Nggak Cuma KPR, Kenali 4 Jenis Pinjaman Bank Sebelum Beli Rumah

  • Whatsapp
Ilustrasi (Foto: Net)

BAROMETERRAKYAT.COM, JAKARTA. Menentukan skema pembayaran saat akan membeli properti merupakan tahapan yang krusial.

Skema pembayaran umumnya meliputi tiga jenis yakni KPR/KPA, tunai keras, dan tunai bertahap.

Dari ketiganya, KPR/KPA sudah tak asing di telinga, namun masih banyak masyarakat yang belum mengetahui jenis pinjaman lain yang ditawarkan bank.

Ahli Properti dan Pembiayaan Pinhome Vina Yenastri mengatakan sedikitnya ada empat jenis pinjaman yang ditawarkan bank dengan jaminan sertifikat properti yaitu KPR/KPA, kredit multi guna (refinancing), KPR take over, dan KPR top-up.
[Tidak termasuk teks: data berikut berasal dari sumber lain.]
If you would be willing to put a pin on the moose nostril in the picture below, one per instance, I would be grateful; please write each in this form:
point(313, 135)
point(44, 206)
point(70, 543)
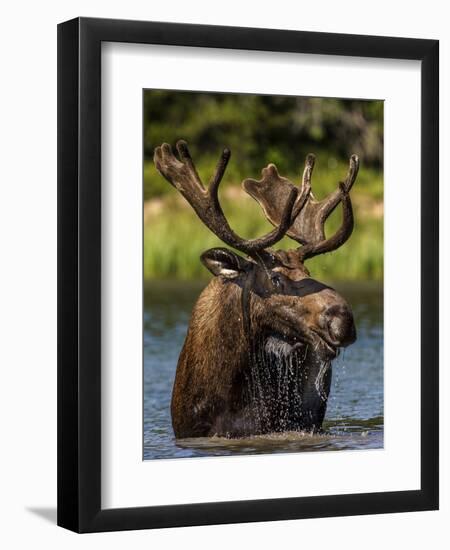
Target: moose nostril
point(341, 328)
Pertama, Kredit Pemilikan Rumah (KPR) merupakan metode pembayaran cicilan ke bank di mana sebelumnya pihak bank membayar pelunasan rumah atau apartemen kepada pengembang atau penjual.

“Konsepnya secara singkat, bank menalangi kita untuk beli rumah. Alurnya, kita membeli rumah dengan meminta bantuan bank untuk melunasi rumah yang kita beli. Kemudian biaya pelunasan tersebut kita bayar kembali ke pihak bank dalam bentuk cicilan,” terang Vina dalam webinar ‘Bahas Tuntas Properti’ Property Academy by Pinhome.

Kedua, kredit multiguna. Jenis kredit ini disediakan bank untuk membiayai berbagai keperluan konsumtif dengan jaminan berupa sertifikat properti yang sudah balik nama.

“(Di metode ini) sertifikat propertinya sudah harus atas nama debitur atau pasangan debiturnya. Jadi, sertifikat properti yang diberikan sifatnya sudah menjadi milik kita. Sertifikat ini kemudian dapat kita bawa ke bank untuk pengajuan refinancing. Alurnya sama seperti KPR, bedanya bebas biaya pajak saja,” imbuhnya.

Kemudian ada juga KPR take over, yakni pemindahan fasilitas kredit sejenis dari satu bank ke bank lainnya.

Dalam skema atau metode pembayaran ini, perlu diketahui bahwa ada masa fix dan floating. Pada masa fix, bunga yang diberikan bersifat tetap sehingga jumlah cicilan yang dibayarkan pun tetap.

Sedangkan pada masa floating terdapat kecenderungan peningkatan bunga cicilan, sehingga debitur seringkali mencari jalan agar cicilan yang dibayarkan tidak membengkak terlalu parah.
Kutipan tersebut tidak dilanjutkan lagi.